The most common form of alternative splicing in vertebrates is exon skipping, accounting for about 30% of events. Other patterns include the use of alternative 5′ or 3′ splice sites (roughly 25% combined), mutually exclusive exons, and intron retention, where an intron is deliberately left in the mature mRNA.

Self-Splicing Introns

Not all introns need a spliceosome. Group I and Group II introns are ribozymes, RNA molecules that catalyze their own removal. Group I introns, first discovered in the single-celled organism Tetrahymena, splice using a free guanosine molecule and magnesium ions as their only requirements. No external energy source is needed because bond breaking and bond forming are coupled in a single reversible reaction. These introns appear in ribosomal RNA, transfer RNA, and protein-coding genes, particularly in fungal and plant mitochondria, chloroplasts, and some bacteria and bacteriophage.

Group II introns use a mechanism strikingly similar to the spliceosome’s: they form a lariat intermediate through a 2′-5′ bond at an internal adenosine, just like spliceosomal introns. This resemblance has led many biologists to view Group II introns as the evolutionary ancestors of the spliceosome. Group II introns are found in fungal and plant mitochondria and in chloroplasts, mostly within protein-coding genes. In laboratory conditions, they self-splice only slowly and at high temperatures with elevated magnesium concentrations, suggesting that in living cells they normally rely on helper proteins.

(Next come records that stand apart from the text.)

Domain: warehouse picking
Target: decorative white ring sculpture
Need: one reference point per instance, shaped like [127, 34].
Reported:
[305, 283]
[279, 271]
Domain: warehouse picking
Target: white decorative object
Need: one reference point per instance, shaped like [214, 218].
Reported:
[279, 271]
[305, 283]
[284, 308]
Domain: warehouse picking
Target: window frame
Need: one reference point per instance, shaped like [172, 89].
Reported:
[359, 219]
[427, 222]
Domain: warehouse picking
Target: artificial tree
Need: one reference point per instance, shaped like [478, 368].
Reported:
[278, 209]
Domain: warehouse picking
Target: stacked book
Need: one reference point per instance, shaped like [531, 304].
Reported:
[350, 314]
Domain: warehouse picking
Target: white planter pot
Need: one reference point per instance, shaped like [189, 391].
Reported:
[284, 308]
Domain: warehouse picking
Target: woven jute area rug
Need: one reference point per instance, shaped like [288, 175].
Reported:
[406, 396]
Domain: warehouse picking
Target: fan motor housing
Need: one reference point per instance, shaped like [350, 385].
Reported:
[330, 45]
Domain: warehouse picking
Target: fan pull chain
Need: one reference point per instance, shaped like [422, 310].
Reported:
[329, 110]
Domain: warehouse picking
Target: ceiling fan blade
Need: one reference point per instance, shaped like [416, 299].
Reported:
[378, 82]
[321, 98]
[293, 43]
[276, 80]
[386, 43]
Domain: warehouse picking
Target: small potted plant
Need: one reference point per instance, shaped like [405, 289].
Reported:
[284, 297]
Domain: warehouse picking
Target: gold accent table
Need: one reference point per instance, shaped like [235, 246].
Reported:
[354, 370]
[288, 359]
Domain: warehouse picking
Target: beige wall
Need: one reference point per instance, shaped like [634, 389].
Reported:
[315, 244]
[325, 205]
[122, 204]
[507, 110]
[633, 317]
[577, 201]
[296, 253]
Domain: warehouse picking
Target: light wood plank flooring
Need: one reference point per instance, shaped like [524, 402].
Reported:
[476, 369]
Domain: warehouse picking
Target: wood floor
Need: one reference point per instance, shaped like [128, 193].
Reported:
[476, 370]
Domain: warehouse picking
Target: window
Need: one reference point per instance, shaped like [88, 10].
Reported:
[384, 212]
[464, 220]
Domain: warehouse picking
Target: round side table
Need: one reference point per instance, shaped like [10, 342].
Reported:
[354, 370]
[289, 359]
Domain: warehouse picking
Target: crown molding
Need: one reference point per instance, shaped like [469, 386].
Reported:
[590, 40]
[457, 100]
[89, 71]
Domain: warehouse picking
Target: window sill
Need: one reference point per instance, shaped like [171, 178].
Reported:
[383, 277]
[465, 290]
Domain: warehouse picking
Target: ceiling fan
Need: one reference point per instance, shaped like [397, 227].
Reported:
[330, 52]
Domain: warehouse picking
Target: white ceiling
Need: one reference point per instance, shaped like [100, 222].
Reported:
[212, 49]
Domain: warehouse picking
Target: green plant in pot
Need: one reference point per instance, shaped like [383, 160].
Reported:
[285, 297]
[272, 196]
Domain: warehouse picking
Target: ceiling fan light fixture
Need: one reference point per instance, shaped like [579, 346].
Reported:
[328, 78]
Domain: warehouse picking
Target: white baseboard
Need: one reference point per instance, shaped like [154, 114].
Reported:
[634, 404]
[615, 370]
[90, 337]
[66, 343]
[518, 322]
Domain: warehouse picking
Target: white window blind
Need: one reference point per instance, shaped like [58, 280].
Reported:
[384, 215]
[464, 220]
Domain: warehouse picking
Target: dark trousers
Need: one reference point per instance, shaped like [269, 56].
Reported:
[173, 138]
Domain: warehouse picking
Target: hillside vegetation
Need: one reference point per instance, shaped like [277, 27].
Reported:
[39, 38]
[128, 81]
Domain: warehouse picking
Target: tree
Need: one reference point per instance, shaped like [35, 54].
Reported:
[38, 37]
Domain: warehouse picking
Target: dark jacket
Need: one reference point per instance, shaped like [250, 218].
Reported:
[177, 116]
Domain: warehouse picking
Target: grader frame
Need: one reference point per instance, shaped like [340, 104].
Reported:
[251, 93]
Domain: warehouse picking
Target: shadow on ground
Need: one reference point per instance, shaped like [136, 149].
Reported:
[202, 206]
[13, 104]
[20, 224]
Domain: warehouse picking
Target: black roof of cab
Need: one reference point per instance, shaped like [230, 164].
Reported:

Why Splicing Errors Matter

An estimated 50% of disease-causing mutations in humans disrupt the splicing process, most often by altering the conserved sequences at canonical splice sites. When the spliceosome misreads a boundary, it can skip an essential exon, include part of an intron, or shift the reading frame so the resulting protein is truncated or nonfunctional. Diseases linked to splicing defects range from certain cancers to neurodegenerative disorders and immune deficiencies. The sheer frequency of splicing-related mutations reflects how precisely the system must operate across billions of transcripts, and how many sequence elements it depends on to get each cut right.